ペルセポリスはペルシャ帝国の首都でした。
グーグルアースで見るペルセポリス
ペルシャ帝国
ペルシャ帝国は、古代オリエントに紀元前6世紀ころ栄華を極めた巨大帝国です。
紀元前522年に即位したダレイオス1世の治世下でその絶頂期を迎えましたが、当時帝国が所有する領土は、インダス川流域から、マケドニアやエチォピァに至るまでの広大なものでした。
首都ペルセポリス
ペルシャ帝国の首都は、現在のイランの山麓に築かれたペルセポリスです。
ペルセポリスは、ダレイオス1世が紀元前520年から帝国の新たな首都として鍬入れをした後、歴代の王によって随時増改築が施されていきました。
ペルセポリスの宮殿群は、無垢の岩盤を穿った南北約450メートル、東西約300メートルの土台の上に築かれています。
しかしながら、ペルセポリスは首都ではありましたが、ペルシャ帝国にはこのほかにも行政上の都市として4つの王都があり、王は執務に多忙でありましたから、そこに王が滞在するのは何かしら特別な宗教儀式などのある場合に限られていました。

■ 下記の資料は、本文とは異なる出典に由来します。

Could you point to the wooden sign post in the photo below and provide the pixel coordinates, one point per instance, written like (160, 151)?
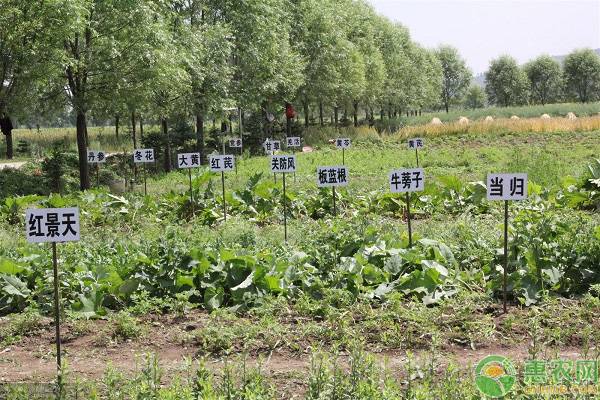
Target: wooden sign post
(222, 164)
(283, 164)
(506, 187)
(53, 225)
(407, 181)
(144, 156)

このように、日頃は都市らしい活況も少ないペルセポリスでしたが、恒例の宗教儀式が行われる新年祭ともなるとにわかに活気を取り戻し、帝国の領土から貢物を手にした首長が次々と王の謁見を請いに訪れました。
つまり、ペルセポリスは王の権威を誇示するために建設されたものであったようです。
ペルシャ帝国の滅亡
このように栄華を極めたペルシャ帝国でしたが、紀元前330年にマケドニアのアレキサンダー大王に占領されて終焉を迎え、首都ペルセポリスも戦火に巻き込まれほとんど廃墟と化してしまいます。
現在では、わずかにクセルクセス王の手による「万国の門」や、儀式などの際訪れた使者に王が謁見した「謁見殿」、初代王ダレイオス1世の宮殿などが残っています。
写真でよく目にする20メートルもの高さがある白亜の石柱や、石柱に刻まれたアケメネス朝美術特有の美しい彫刻などが往時の栄華を物語っています。
世界遺産登録基準
ペルセポリスは、世界遺産登録基準における以下の基準を満たしたと認められて、1979年10月に登録がなされました。なお、英文の邦訳は社団法人日本ユネスコ協会連盟オフィシャルサイト掲載のものをそのまま引用しています。
(i) 人類の創造的才能を表す傑作である。
(iii) 現存する、あるいはすでに消滅した文化的伝統や文明に関する独特な、あるいは稀な証拠を示していること。
(vi) 顕著で普遍的な価値をもつ出来事、生きた伝統、思想、信仰、芸術的作品、あるいは文学的作品と直接または明白な関連があること(ただし、この基準は他の基準とあわせて用いられることが望ましい)。